Invited onto Tokyo’s jazz circuit, he sat in on “incredibly moving” gigs with John Coltrane’s drummer Elvin Jones in 1979 and ’81. (Shimizu’s bebop phrasings can be heard in “L’Automne à Pékin,” his electronic revamp of the American songbook, from 1983.) He also formed lifelong partnerships with Sakamoto (who died in 2023) and with touring regulars like the bassist Bill Laswell, who enlisted Shimizu into often raucous free improv sessions at the Shinjuku Pit Inn, a Tokyo jazz club. “He has a voice,” Laswell said in a phone interview.

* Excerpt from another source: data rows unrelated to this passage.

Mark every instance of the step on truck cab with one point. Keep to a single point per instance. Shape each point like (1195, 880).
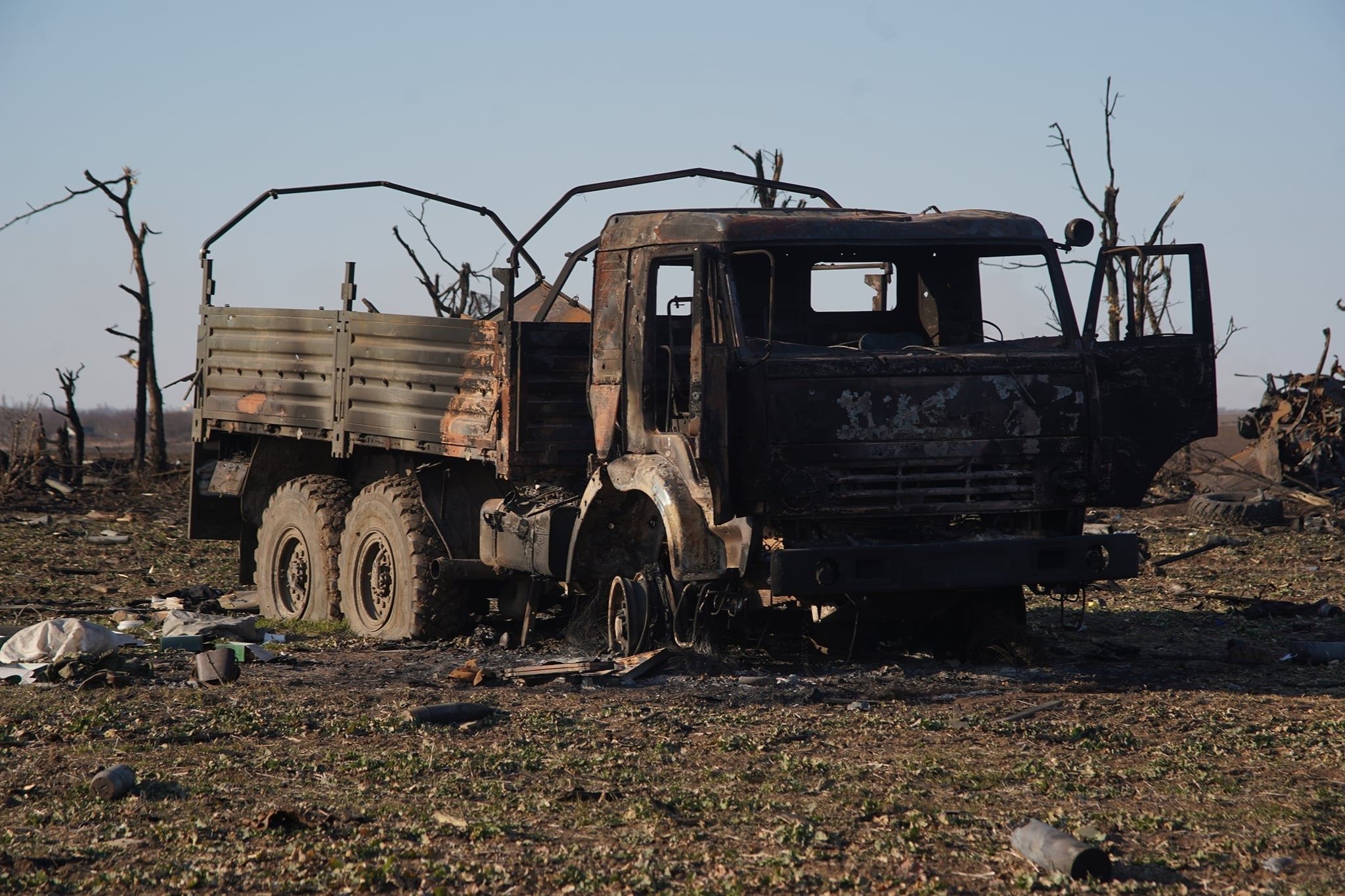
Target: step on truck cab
(718, 436)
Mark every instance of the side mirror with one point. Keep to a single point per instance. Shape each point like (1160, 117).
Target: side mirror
(1079, 233)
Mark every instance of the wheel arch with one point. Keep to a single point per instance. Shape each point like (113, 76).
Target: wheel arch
(615, 534)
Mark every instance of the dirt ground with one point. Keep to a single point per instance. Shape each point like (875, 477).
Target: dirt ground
(899, 773)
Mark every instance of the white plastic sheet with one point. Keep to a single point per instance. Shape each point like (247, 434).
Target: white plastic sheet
(55, 640)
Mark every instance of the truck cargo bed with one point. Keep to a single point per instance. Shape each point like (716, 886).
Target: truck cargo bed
(353, 378)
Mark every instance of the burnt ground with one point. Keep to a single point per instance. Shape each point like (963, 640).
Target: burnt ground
(1187, 767)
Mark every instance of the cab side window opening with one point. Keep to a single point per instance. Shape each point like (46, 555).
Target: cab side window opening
(669, 371)
(1155, 297)
(885, 299)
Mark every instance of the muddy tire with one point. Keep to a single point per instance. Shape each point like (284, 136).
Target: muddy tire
(1237, 508)
(298, 545)
(387, 554)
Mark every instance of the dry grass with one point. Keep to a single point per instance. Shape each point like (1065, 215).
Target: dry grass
(1192, 770)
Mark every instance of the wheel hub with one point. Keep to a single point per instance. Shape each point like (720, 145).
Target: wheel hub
(377, 584)
(292, 574)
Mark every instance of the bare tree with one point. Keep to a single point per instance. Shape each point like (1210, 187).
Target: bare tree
(767, 196)
(72, 464)
(150, 440)
(1152, 277)
(452, 297)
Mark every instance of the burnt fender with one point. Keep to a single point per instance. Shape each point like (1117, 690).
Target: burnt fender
(621, 512)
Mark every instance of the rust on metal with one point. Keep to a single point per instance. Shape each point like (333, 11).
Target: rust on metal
(738, 444)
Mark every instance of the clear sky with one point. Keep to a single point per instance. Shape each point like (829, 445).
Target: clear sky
(887, 105)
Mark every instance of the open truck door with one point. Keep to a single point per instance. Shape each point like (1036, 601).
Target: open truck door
(1155, 387)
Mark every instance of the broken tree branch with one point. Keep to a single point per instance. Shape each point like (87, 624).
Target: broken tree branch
(70, 194)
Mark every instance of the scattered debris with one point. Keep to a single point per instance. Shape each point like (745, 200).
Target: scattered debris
(1056, 851)
(450, 714)
(1214, 542)
(54, 640)
(114, 781)
(454, 821)
(192, 643)
(1237, 508)
(1256, 609)
(588, 792)
(472, 672)
(640, 664)
(278, 819)
(562, 668)
(257, 653)
(62, 570)
(217, 667)
(58, 486)
(757, 681)
(23, 673)
(240, 602)
(1298, 430)
(179, 622)
(197, 597)
(1251, 654)
(1317, 652)
(1279, 864)
(1032, 711)
(108, 536)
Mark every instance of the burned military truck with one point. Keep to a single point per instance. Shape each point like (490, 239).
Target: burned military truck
(712, 440)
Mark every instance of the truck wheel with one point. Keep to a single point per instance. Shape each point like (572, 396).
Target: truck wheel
(296, 548)
(1237, 508)
(386, 554)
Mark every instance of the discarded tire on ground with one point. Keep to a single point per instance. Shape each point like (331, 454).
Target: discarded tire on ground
(1238, 508)
(296, 548)
(387, 553)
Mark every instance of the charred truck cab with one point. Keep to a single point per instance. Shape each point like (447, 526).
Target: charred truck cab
(721, 433)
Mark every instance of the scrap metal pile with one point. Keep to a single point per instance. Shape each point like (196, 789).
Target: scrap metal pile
(1298, 431)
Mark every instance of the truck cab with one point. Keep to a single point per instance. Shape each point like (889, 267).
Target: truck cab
(888, 445)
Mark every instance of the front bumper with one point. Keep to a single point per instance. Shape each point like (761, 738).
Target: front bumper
(954, 566)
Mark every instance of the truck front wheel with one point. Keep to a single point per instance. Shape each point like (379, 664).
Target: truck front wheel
(387, 553)
(296, 548)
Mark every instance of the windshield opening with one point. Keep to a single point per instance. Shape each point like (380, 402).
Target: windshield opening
(898, 299)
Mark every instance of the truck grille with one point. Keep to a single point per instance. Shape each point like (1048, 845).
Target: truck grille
(933, 482)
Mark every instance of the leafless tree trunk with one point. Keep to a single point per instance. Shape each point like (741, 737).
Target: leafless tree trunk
(458, 299)
(767, 196)
(72, 464)
(1153, 273)
(150, 438)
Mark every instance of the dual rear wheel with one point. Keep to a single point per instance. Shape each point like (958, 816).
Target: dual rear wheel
(372, 559)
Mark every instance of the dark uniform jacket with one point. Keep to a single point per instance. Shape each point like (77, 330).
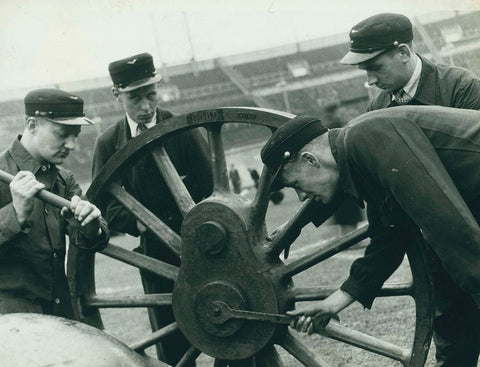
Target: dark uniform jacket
(32, 258)
(189, 154)
(441, 85)
(422, 176)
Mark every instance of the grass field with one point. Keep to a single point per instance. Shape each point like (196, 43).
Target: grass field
(391, 319)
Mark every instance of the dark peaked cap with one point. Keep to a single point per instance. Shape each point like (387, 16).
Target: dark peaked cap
(375, 35)
(56, 105)
(290, 137)
(133, 72)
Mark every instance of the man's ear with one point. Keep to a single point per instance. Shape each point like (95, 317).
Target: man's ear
(116, 93)
(404, 51)
(310, 158)
(32, 125)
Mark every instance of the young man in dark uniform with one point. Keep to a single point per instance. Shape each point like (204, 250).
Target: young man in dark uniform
(32, 232)
(382, 45)
(425, 181)
(135, 85)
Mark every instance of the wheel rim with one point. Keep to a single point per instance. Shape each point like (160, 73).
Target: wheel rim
(225, 234)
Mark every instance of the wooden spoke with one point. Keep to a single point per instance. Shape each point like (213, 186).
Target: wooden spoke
(366, 342)
(143, 262)
(190, 355)
(147, 218)
(217, 154)
(249, 362)
(323, 253)
(155, 337)
(179, 192)
(303, 354)
(322, 292)
(147, 300)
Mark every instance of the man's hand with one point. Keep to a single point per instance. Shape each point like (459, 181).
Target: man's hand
(141, 228)
(86, 214)
(23, 188)
(315, 316)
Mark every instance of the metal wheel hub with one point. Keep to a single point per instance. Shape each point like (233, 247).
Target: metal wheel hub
(218, 264)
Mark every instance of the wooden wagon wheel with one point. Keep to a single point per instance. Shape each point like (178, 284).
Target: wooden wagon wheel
(227, 264)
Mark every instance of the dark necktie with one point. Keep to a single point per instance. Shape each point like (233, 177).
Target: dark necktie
(140, 128)
(401, 97)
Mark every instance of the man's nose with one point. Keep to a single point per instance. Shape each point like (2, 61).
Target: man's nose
(371, 78)
(301, 195)
(70, 143)
(145, 105)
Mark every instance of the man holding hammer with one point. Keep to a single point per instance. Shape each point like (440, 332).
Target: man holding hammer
(32, 232)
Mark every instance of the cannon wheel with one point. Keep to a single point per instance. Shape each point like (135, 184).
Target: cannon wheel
(226, 261)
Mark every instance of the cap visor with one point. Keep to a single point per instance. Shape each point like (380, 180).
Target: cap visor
(140, 83)
(72, 121)
(355, 58)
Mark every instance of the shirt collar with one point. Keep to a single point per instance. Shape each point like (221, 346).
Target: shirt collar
(411, 87)
(22, 158)
(133, 125)
(336, 138)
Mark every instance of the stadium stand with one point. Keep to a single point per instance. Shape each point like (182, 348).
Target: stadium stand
(300, 78)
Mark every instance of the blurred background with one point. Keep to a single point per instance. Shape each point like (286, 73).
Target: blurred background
(282, 55)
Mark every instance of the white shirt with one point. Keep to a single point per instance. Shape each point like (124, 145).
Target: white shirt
(411, 87)
(133, 125)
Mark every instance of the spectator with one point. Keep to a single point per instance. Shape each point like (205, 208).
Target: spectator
(32, 232)
(135, 86)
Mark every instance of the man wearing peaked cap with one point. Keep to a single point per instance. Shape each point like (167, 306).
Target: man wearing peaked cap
(382, 45)
(422, 189)
(136, 88)
(32, 233)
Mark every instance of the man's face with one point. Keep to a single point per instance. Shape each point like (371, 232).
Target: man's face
(141, 103)
(310, 182)
(53, 142)
(387, 71)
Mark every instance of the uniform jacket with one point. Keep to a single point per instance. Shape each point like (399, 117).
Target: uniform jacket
(425, 179)
(189, 154)
(32, 258)
(441, 85)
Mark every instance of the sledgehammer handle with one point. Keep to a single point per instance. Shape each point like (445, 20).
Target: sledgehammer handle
(44, 195)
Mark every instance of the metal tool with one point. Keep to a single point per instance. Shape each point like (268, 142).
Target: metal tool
(224, 312)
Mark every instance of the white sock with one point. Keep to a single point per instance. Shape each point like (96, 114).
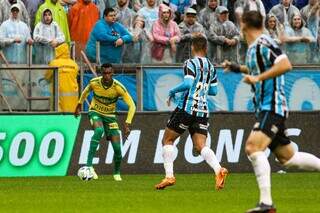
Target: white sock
(168, 158)
(211, 159)
(305, 161)
(262, 170)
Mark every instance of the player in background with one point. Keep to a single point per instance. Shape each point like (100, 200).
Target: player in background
(264, 71)
(106, 92)
(200, 80)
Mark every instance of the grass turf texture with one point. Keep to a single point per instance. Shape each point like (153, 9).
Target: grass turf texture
(292, 193)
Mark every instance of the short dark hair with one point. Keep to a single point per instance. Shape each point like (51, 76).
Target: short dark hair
(107, 11)
(199, 42)
(106, 65)
(253, 19)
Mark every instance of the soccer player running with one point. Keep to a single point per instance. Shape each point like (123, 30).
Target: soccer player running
(200, 80)
(106, 92)
(265, 68)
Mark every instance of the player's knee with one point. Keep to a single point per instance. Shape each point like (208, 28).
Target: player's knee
(250, 148)
(98, 132)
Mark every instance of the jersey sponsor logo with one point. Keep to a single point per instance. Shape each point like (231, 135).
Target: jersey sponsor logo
(113, 126)
(182, 126)
(274, 129)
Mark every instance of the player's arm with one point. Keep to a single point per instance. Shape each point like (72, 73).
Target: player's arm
(188, 79)
(234, 67)
(213, 86)
(83, 96)
(132, 109)
(280, 66)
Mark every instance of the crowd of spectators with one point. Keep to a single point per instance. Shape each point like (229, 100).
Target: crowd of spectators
(152, 31)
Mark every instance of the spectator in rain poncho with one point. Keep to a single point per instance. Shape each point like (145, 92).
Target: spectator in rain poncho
(82, 18)
(5, 11)
(111, 35)
(32, 7)
(136, 52)
(306, 10)
(47, 36)
(188, 28)
(125, 15)
(298, 39)
(251, 5)
(283, 11)
(166, 35)
(223, 38)
(149, 13)
(274, 28)
(59, 16)
(14, 37)
(207, 15)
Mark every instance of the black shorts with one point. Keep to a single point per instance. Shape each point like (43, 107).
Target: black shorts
(273, 125)
(180, 120)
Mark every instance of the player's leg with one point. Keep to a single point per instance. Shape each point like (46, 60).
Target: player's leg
(177, 124)
(97, 124)
(112, 133)
(256, 143)
(301, 160)
(199, 141)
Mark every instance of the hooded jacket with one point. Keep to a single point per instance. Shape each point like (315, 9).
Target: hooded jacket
(82, 18)
(43, 34)
(161, 32)
(107, 34)
(5, 11)
(58, 14)
(11, 29)
(68, 72)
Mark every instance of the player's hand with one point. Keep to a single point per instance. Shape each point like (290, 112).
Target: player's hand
(77, 110)
(226, 66)
(127, 131)
(119, 42)
(249, 79)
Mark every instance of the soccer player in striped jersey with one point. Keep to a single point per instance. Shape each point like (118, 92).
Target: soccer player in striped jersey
(106, 92)
(264, 71)
(200, 80)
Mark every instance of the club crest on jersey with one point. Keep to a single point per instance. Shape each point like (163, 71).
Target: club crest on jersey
(182, 126)
(274, 129)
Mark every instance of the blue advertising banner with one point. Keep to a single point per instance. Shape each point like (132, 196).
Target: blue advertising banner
(302, 89)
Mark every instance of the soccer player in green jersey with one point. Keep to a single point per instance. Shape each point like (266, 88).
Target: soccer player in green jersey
(106, 92)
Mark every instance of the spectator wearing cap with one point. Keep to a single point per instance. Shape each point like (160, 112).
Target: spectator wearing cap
(166, 35)
(82, 17)
(283, 11)
(125, 15)
(251, 5)
(188, 28)
(223, 38)
(208, 15)
(59, 16)
(47, 36)
(298, 39)
(179, 7)
(32, 7)
(5, 11)
(112, 36)
(149, 13)
(14, 37)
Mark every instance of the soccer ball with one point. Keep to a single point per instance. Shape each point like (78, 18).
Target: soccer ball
(85, 174)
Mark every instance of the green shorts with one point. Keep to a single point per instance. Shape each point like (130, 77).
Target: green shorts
(110, 124)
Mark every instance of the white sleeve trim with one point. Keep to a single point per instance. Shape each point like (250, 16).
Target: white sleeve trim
(279, 58)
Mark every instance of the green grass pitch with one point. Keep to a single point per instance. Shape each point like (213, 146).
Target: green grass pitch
(193, 193)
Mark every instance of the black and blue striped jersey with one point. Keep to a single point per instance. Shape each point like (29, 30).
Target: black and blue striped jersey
(269, 94)
(194, 101)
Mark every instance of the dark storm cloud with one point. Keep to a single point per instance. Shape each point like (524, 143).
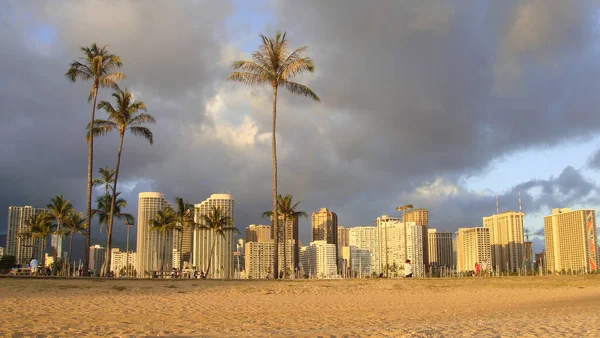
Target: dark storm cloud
(413, 92)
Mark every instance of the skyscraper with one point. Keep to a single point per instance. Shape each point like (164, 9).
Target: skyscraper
(472, 246)
(222, 264)
(258, 233)
(18, 242)
(421, 218)
(97, 255)
(366, 237)
(571, 240)
(398, 242)
(440, 248)
(506, 240)
(149, 242)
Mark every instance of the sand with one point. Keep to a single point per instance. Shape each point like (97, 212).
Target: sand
(492, 307)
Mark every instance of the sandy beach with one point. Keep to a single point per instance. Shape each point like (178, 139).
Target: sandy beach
(510, 306)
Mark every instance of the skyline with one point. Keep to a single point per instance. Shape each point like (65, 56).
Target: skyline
(445, 132)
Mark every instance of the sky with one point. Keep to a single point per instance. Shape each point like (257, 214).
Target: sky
(440, 104)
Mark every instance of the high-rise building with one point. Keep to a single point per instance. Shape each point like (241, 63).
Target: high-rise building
(366, 237)
(342, 241)
(506, 240)
(421, 218)
(258, 233)
(97, 255)
(324, 226)
(440, 248)
(259, 258)
(571, 240)
(222, 264)
(320, 258)
(149, 242)
(400, 242)
(120, 260)
(472, 246)
(18, 243)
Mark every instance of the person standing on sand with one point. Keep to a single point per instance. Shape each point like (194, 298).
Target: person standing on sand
(407, 269)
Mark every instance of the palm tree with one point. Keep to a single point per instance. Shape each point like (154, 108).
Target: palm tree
(287, 208)
(272, 64)
(125, 117)
(165, 221)
(74, 224)
(217, 221)
(185, 218)
(98, 65)
(59, 210)
(39, 226)
(107, 179)
(103, 213)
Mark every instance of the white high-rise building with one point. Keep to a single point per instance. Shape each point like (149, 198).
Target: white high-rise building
(319, 259)
(472, 246)
(399, 242)
(119, 261)
(18, 243)
(222, 262)
(358, 262)
(440, 248)
(97, 255)
(366, 237)
(149, 242)
(506, 240)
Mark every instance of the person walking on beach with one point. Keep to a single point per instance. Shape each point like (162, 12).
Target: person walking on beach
(407, 269)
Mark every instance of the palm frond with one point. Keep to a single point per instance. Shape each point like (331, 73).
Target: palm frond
(296, 88)
(247, 78)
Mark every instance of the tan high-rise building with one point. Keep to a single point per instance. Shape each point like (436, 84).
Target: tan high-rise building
(149, 242)
(506, 240)
(258, 233)
(571, 240)
(421, 218)
(342, 241)
(259, 258)
(222, 262)
(367, 238)
(324, 227)
(291, 236)
(440, 248)
(398, 242)
(472, 246)
(18, 243)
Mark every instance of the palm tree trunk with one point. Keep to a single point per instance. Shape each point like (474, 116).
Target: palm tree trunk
(275, 215)
(112, 208)
(71, 246)
(212, 249)
(88, 206)
(285, 246)
(54, 272)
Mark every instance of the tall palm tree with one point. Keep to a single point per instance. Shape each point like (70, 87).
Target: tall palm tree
(103, 213)
(106, 179)
(40, 226)
(217, 221)
(288, 210)
(98, 65)
(74, 224)
(273, 64)
(59, 210)
(165, 222)
(185, 217)
(127, 116)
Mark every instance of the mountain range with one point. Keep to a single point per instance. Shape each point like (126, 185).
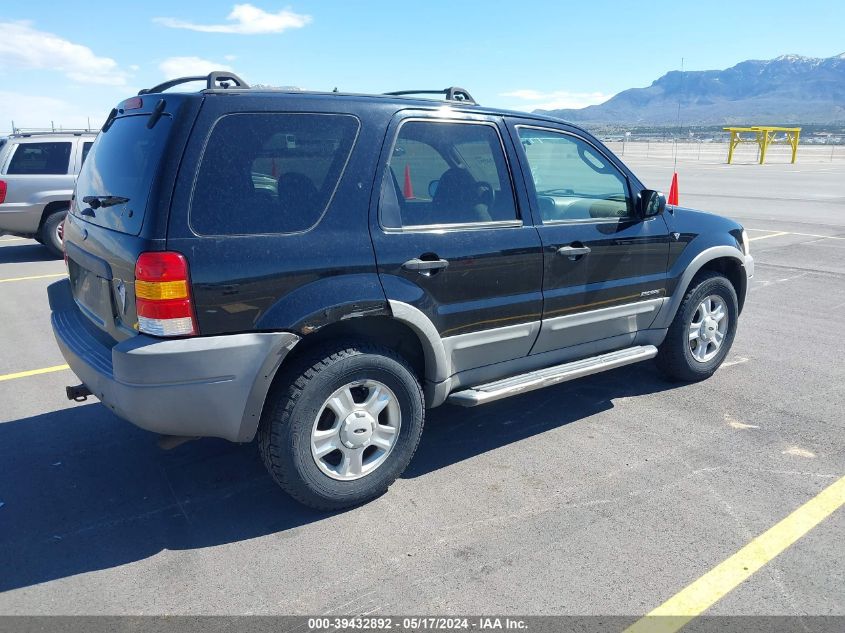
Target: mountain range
(790, 89)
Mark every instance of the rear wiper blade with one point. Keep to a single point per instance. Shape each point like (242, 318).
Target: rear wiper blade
(104, 201)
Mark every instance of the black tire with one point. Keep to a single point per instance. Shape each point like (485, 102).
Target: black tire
(48, 234)
(674, 356)
(284, 434)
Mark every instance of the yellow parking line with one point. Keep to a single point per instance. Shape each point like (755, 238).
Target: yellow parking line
(703, 593)
(33, 277)
(33, 372)
(776, 233)
(763, 237)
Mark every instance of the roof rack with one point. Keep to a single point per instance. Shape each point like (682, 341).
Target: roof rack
(216, 79)
(452, 94)
(34, 131)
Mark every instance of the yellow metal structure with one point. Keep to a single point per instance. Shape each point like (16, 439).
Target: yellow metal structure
(763, 136)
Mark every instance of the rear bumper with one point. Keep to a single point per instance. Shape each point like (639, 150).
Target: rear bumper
(206, 386)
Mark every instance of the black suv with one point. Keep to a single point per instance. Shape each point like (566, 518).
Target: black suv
(317, 269)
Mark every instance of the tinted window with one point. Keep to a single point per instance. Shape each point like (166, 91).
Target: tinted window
(270, 173)
(86, 147)
(446, 173)
(40, 158)
(573, 181)
(122, 162)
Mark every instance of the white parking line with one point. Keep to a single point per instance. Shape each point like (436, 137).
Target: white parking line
(764, 237)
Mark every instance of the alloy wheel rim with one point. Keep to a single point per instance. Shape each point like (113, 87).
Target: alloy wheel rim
(355, 430)
(708, 328)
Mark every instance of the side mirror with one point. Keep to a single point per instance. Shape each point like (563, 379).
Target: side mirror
(651, 203)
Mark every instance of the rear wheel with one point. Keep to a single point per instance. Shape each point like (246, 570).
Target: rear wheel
(703, 330)
(51, 232)
(342, 424)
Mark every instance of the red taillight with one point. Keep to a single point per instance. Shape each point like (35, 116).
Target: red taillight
(163, 296)
(164, 266)
(133, 103)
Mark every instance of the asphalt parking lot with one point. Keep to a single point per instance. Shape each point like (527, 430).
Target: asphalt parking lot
(603, 496)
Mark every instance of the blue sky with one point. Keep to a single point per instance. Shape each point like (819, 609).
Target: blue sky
(62, 62)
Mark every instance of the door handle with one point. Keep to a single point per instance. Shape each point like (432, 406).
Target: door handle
(425, 265)
(573, 251)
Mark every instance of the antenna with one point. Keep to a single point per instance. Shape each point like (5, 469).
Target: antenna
(680, 94)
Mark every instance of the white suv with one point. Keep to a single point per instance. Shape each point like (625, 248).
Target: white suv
(37, 175)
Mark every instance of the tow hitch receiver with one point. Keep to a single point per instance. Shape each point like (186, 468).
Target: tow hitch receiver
(79, 393)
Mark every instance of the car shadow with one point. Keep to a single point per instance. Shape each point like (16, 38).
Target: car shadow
(25, 253)
(83, 491)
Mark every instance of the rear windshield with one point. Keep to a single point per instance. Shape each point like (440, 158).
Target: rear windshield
(121, 166)
(270, 172)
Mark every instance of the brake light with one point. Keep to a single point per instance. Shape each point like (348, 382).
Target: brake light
(163, 295)
(133, 103)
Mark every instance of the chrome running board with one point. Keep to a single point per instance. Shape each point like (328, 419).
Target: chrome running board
(540, 378)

In Japan, the cello suites made Shimizu’s reputation. The American composer Carl Stone heard them in the shopping center by his Tokyo home, “literally every day,” he said in a phone interview. When they finally collaborated, Stone would manipulate the microphoned horn through electronics, then reamplify it back to the saxophonist, prompting Shimizu’s colorful “duo with himself,” Stone said.
For the present tour, too, Shimizu will bring only one collaborator, Ray Kunimoto, 33, who will send his saxophone input through a cockpit of electronics, in real time, interweaving the live acoustic performance with beds of Shimizu’s looped sound. They will play from Shimizu’s compositions and some Bach.
This sound-on-sound method, with its exaggerated acoustic decays messing with how the duration of a piece is perceived, is a staple of his early electroacoustic work, especially “Kakashi” and “Music for Commercials” (1987), a buoyant, propulsive suite of micro-compositions he created as jingles for Bridgestone, Seiko and other advertisers. Shimizu likened their recording to haiku, pulling from his synthesizer “collages of sounds and meanings.” (For that work, Daniel Lopatin, an electronic producer known as Oneohtrix Point Never, called Shimizu “a postmodern Bach” in an email.)
Both albums are part of a wave of recent reissues. Jacob Gorchov of Palto Flats, the label that has released “Kakashi” and an album by Shimizu’s band Mariah, said “the turning point for Japanese reissues was around 2015, 2017,” when licenses became more accessible in America and “the floodgates opened.” He added: “Before then, there just wasn’t enough household recognition, not just for Yasuaki but for most Japanese artists.”
As a composer, Shimizu could be said to share the goal of ambient music: to behold time, rather than shape its passage. In our email correspondence, though, he seemed more playful, even adventurous, with the heady ideas he tackles. “If one were to step outside the linear flow of time,” Shimizu asked, “where would the mind find itself?”